UK Government to rush through Northern Ireland laws in bid to thwart gay marriage bid - report
The UK government is to attempt to force through emergency Northern Ireland laws in an attempt to block a bid to introduce same-sex marriage, it has been claimed.
The Northern Ireland Executive formation bill has been tabled for Thursday in the Commons. As well as dealing with spending it also pushes back the date the Secretary of State Karen Bradley must call an election in the absence of an Executive.
The New Statesman reports the government will attempt to pass the legislation in a day on Monday by introducing it as emergency legislation. This reduces the time the bill can be scrutinised and crucially thwarts any attempt to amend the bill.
The New Statesman reports Labour sources saying the usual agreements for lodging emergency legislation were not secured.

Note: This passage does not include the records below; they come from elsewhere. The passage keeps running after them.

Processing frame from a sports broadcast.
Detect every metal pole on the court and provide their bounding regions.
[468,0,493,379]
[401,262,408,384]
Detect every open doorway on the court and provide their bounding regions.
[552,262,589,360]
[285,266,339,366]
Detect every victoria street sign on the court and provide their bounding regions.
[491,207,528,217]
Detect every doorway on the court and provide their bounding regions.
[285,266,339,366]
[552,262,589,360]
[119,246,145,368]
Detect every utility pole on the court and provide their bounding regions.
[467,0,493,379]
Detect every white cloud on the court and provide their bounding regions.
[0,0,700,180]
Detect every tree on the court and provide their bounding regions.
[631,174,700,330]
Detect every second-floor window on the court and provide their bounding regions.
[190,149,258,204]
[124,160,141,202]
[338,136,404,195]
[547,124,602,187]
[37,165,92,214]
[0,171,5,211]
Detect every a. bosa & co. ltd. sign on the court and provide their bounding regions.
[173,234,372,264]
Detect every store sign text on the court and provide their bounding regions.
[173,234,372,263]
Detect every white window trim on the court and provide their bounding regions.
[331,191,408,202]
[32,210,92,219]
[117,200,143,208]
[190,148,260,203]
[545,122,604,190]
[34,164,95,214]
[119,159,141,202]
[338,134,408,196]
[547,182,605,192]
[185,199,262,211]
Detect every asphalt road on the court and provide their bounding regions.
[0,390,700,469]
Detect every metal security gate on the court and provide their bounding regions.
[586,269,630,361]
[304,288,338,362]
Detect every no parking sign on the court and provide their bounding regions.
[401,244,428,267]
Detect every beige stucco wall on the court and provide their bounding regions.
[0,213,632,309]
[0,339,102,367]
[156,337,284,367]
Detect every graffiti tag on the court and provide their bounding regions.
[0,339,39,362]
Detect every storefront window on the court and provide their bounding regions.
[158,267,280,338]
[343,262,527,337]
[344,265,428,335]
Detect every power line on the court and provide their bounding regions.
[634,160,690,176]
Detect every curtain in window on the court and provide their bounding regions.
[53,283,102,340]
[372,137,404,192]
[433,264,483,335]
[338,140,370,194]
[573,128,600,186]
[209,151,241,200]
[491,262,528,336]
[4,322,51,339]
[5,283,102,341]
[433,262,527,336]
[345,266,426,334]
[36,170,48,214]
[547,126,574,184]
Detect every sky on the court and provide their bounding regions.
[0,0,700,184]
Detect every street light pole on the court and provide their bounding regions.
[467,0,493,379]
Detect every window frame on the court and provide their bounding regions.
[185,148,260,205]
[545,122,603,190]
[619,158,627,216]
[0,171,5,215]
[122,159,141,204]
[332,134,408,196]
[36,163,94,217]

Labour MP Conor McGinn is leading a cross-party group on bringing in marriage equality in Northern Ireland. He said the government had put itself on the "wrong side of history and against LGBT rights". He said MPs across the house would be outraged.
The practice of fast-tracking NI laws has been criticised as recently as just last week by the Northern Ireland Affairs Committee. It raised concerns bills could not be properly scrutinised before passing into law.
Earlier on Wednesday at Northern Ireland questions, Karen Bradley said that while same-sex marriage was a devolved issues and one for a local Assembly, she said she would like to see it extended to Northern Ireland. She repeated any vote on the matter would be a free vote allowing MPs to take part as they see fit without instruction from their party.